KOMPAS/HENDRA A SETYAWAN
Anak-anak bermain gim daring di sebuah pos jaga di kawasan Cibunar, Bogor, Jawa Barat, Minggu (21/3/2021).
”Semua solusi ini membantu anak-anak memahami diri mereka sendiri dengan lebih baik dan merasa lebih kompeten dalam mengelola perasaan mereka. Sebaliknya, menggunakan distraktor seperti perangkat seluler tidak mengajarkan keterampilan, tetapi hanya mengalihkan perhatian anak dari apa yang mereka rasakan,” tuturnya.

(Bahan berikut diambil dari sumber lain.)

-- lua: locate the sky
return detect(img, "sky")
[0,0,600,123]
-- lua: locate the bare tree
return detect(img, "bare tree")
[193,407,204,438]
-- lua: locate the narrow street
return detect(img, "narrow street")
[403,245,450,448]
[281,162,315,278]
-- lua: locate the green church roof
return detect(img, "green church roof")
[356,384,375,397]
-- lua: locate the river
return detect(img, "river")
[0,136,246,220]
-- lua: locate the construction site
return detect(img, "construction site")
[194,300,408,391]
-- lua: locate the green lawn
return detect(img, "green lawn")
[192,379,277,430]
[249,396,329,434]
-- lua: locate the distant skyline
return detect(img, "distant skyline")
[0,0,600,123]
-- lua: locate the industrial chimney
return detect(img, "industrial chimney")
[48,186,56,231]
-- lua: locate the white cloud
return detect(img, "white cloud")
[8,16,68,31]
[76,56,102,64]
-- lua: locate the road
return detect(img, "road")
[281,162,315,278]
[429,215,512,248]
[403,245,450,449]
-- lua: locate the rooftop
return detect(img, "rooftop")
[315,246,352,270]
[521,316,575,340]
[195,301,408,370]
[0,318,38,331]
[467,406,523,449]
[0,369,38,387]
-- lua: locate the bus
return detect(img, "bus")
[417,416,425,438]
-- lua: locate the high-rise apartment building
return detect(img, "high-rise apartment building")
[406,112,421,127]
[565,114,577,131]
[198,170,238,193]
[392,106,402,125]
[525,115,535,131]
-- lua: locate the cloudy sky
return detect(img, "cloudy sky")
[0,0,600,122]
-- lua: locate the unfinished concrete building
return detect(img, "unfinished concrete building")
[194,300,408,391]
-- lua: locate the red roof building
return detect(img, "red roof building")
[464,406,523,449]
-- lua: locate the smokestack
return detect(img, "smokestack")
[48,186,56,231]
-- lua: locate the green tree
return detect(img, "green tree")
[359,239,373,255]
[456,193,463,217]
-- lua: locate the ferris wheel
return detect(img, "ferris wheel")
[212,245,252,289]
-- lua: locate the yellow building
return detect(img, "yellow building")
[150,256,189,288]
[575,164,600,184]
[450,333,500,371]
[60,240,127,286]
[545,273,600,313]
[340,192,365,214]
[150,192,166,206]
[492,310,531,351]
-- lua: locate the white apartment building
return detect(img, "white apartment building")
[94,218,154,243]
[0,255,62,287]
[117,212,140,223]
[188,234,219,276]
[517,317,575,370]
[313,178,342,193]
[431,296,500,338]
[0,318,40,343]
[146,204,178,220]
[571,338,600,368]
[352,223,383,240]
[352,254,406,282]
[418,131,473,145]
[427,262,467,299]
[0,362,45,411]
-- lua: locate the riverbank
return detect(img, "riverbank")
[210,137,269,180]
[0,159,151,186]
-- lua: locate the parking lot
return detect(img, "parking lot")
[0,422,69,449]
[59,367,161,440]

Pada 2018, Badan Perserikatan Bangsa-Bangsa untuk Anak-anak (Unicef) merilis penelitian tentang penggunaan internet yang aman untuk keluarga. Penelitian ini menyebutkan pemakaian perangkat digital menjadi salah satu tantangan bagi orangtua untuk menetapkan batasan dalam pendidikan anak.
”Tujuan khusus dari proyek ini adalah pelatihan peningkatan kesadaran guru dan pendidik serta meningkatkan pengetahuan orangtua dan anak-anak tentang risiko internet. Selain itu, pemberdayaan dalam penggunaan internet yang aman,” ujar spesialis pendidikan Unicef, Tanja Rankovic, dikutip dari laman Unicef.org.